Do tej pory udało się zidentyfikować szczątki zaledwie jednego z porwanych studentów. Według władz ciała były tak długo palone, że z większości szczątków niemożliwe jest pobranie materiału genetycznego. Członkowie kartelu mieli nakazać też spalenie wszystkich przedmiotów należących do studentów, w tym telefonów komórkowych.
26 września policjanci w mieście Iguala w stanie Guerrero uprowadzili 43 studentów, demonstrujących przeciwko reformie szkolnictwa, i przekazali ich grupie przestępczej Guerreros Unidos.

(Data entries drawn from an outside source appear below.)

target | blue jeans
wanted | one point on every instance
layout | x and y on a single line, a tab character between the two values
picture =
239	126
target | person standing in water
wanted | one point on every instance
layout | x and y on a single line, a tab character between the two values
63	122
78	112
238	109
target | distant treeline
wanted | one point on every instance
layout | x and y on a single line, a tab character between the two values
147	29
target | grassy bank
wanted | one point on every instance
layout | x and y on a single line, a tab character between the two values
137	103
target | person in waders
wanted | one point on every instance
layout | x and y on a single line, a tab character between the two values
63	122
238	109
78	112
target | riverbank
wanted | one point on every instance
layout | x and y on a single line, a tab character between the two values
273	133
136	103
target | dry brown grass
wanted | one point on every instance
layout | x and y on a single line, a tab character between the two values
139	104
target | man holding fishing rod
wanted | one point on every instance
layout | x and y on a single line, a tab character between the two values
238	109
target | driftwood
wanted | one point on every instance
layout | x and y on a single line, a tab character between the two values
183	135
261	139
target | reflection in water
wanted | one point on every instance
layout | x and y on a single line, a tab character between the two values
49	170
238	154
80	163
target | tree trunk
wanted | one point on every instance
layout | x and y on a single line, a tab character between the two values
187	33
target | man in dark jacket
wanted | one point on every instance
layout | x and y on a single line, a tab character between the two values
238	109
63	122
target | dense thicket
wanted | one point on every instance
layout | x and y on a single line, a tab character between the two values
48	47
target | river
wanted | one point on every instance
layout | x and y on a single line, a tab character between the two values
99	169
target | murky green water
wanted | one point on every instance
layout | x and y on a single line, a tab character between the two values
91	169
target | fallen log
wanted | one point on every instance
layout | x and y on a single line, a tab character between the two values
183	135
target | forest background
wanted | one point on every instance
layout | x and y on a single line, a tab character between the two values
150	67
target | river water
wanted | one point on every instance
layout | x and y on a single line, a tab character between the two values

Zatrzymani członkowie gangu przyznali się do zamordowania wszystkich studentów i spalenia ich zwłok.
Według przedstawiciela prokuratury Tomasa Zerona Guerreros Unidos wzięli studentów za członków rywalizującego z nimi kartelu o nazwie Los Rojos, gdy zatrzymali autobus w Iguali, którymi jechali młodzi ludzie. Jednak, jak pisze agencja AP, z zeznań wielu podejrzanych wynika, że wiedzieli, iż chodzi o studentów.
Krewni zamordowanych mają poważne wątpliwości, co do rezultatów śledztwa i nadal poszukują swych najbliższych. Oskarżają władze o próbę zakończenia dochodzenia z powodu zbliżających się wyborów. Rodzice podkreślają, że nie ma dowodów, które potwierdzałyby, że ich dzieci zostały zabite.
– Nie wierzymy w to, co mówią – powiedziała na konferencji prasowej Carmen Cruz, matka 19-letniego zaginionego studenta Jorge Cruza. Adwokat rodzin Vidulfo Rosales poinformował, że na początku lutego uda się do Genewy, by złożyć skargę w ONZ.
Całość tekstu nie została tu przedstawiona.